RIO - Moradores de favelas do Complexo da Maré, na zona norte do Rio, e integrantes de ONGs realizaram neste terça-feira, 2, uma manifestação na Avenida Brasil em memória dos dez mortos durante a incursão do Batalhão de Operações Especiais (Bope) da Polícia Militar na comunidade na noite do dia 24 de junho. Cerca de 5 mil pessoas, segundo estimativa da PM, ocuparam a pista lateral sentido centro-zona norte por cerca de uma hora e meia para participar de um ato ecumênico contra a violência policial, que terminou às 18h. Mais cedo, um dos organizadores havia avaliado o público em 2 mil pessoas.
Moradores carregavam cartazes com os nomes dos mortos. Atores com os rostos cobertos deitaram na pista da avenida para encenar os assassinatos. Velas foram acesas e muitos vestiam camisetas pretas com a frase "Estado que mata, nunca mais!". Uma grande faixa com a mesma frase foi estendida no carro de som estacionado na esquina da avenida com a rua Teixeira Ribeiro, um dos acessos mais movimentados à favela. "A Maré resiste!", gritavam.

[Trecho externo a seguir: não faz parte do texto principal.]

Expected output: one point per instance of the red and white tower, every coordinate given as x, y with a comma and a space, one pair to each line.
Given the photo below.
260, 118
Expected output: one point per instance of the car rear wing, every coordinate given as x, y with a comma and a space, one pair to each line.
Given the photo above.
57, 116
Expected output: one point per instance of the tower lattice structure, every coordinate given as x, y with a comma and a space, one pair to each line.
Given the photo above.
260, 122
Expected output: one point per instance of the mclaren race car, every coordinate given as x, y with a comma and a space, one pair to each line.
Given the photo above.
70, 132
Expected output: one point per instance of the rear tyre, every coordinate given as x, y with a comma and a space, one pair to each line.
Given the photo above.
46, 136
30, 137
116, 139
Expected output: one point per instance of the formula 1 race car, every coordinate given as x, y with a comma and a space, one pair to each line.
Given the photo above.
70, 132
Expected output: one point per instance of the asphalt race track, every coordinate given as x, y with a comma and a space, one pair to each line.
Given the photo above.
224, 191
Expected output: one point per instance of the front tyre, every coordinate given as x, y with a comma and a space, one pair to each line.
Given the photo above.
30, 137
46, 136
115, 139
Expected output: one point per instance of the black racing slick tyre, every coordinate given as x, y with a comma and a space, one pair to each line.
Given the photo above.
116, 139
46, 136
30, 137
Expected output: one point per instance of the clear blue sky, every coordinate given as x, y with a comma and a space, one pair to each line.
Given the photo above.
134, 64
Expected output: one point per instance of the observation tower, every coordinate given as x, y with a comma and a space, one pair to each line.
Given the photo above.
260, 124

Além da investigação e da punição dos responsáveis, manifestantes exigiam um pedido de desculpas do governador Sérgio Cabral Filho (PMDB) ela chacina. No dia 24, um grupo não identificado realizava roubos na Avenida Brasil e, segundo a PM, teria corrido para a Maré pela Rua Teixeira Ribeiro. O Bope iniciou então uma incursão, oficialmente em resposta aos roubos, e um sargento foi baleado e morto. A partir daí,moradores relataram ter testemunhado cenas de terror dentro da comunidade. Nove foram assassinados.

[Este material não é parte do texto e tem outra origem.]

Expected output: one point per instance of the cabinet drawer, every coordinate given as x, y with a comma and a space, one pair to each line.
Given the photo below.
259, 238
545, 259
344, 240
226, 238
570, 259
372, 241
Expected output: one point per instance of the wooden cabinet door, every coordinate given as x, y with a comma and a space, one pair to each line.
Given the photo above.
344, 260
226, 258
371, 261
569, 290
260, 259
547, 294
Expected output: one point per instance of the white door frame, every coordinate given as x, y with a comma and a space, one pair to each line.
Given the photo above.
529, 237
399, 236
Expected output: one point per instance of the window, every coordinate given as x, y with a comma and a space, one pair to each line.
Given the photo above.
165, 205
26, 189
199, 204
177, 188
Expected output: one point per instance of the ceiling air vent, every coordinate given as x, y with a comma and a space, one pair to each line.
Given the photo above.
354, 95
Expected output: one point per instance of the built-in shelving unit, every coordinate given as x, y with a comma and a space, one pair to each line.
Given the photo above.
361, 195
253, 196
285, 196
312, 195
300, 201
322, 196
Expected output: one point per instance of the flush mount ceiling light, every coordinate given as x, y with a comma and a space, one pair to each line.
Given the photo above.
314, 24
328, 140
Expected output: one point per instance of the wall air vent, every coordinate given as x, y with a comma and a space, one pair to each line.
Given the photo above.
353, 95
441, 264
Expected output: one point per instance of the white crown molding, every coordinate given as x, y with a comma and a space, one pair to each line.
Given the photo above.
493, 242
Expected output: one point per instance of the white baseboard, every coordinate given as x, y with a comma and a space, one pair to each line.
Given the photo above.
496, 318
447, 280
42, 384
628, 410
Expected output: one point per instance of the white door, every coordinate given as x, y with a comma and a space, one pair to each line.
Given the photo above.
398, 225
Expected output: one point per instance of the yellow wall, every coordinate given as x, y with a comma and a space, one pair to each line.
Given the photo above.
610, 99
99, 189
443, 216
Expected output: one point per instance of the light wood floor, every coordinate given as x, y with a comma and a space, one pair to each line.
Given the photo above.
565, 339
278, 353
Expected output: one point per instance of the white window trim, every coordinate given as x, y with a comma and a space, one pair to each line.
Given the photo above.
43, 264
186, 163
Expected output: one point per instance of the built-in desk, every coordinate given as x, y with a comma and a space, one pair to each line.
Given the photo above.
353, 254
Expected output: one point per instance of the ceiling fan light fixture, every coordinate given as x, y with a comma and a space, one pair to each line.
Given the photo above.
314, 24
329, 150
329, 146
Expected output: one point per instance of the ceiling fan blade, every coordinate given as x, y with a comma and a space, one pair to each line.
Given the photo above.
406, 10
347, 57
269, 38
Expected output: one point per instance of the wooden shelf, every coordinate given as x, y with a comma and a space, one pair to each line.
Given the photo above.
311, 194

A diretora da ONG Redes da Maré, Eliana Silva, disse que um dos objetivos do ato era "forçar o governador a fazer um pedido de desculpas". "Não dá para ter respeito só onde tem UPP (Unidade de Polícia Pacificadora). A cidade toda precisa ser respeitada", declarou.
O diretor da Anistia Internacional no Brasil, Átila Roque, criticou o que classificou de "estratégia da guerra e do terror nas favelas". A presidente da associação de moradores da comunidade Nova Holanda,Andreia Matos, disse que as famílias ainda estão chorando pelas mortes e pediu: "Queremos que o governador nos escute e peça desculpas para a comunidade."

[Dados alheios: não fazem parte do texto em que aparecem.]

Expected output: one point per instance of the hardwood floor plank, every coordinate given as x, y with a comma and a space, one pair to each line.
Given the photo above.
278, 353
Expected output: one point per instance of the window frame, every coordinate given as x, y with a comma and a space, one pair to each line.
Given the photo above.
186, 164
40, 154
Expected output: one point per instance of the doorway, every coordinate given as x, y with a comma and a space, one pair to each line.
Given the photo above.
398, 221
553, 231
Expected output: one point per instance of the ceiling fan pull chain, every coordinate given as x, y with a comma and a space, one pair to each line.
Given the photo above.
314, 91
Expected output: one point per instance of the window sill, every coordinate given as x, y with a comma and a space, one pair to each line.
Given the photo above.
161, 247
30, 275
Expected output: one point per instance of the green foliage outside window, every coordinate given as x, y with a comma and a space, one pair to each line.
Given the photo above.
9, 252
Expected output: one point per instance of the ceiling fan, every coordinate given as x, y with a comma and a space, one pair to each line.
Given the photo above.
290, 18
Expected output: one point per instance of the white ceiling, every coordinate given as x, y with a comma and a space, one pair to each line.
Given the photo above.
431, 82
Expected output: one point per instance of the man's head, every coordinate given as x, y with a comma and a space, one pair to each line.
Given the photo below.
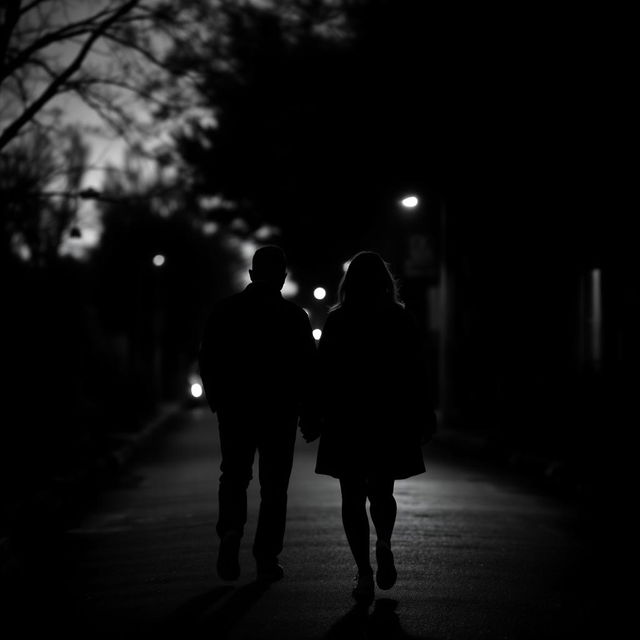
269, 266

Referindo-se às UPPs, o sociólogo Luiz Eduardo Soares disse que "é como se hoje tivéssemos um biombo para turistas, uma vitrine civilizada que esconde a realidade dramática que continua ocorrendo em outras áreas da cidade". Um dos organizadores do ato, Jaílson de Souza e Silva, da ONG Observatório de Favelas, afirmou que a PM é "um instrumento" e que o governador e o secretário estadual de Segurança,José Mariano Beltrame, "devem assumir responsabilidades pelo que ocorreu".
Os organizadores anunciaram que representantes de partidos políticos não subiriam ao carro de som. No fim do ato, o MC PH puxou um "Fora, Cabral" e foi acompanhado pelos manifestantes. O ato teve a participação de integrantes da comissão de direitos humanos da Ordem dos Advogados do Brasil (OAB) e do Paulo Betti, entre vários outros atores, artistas e ativistas. PMs do 22.º Batalhão acompanham, de longe, a manifestação.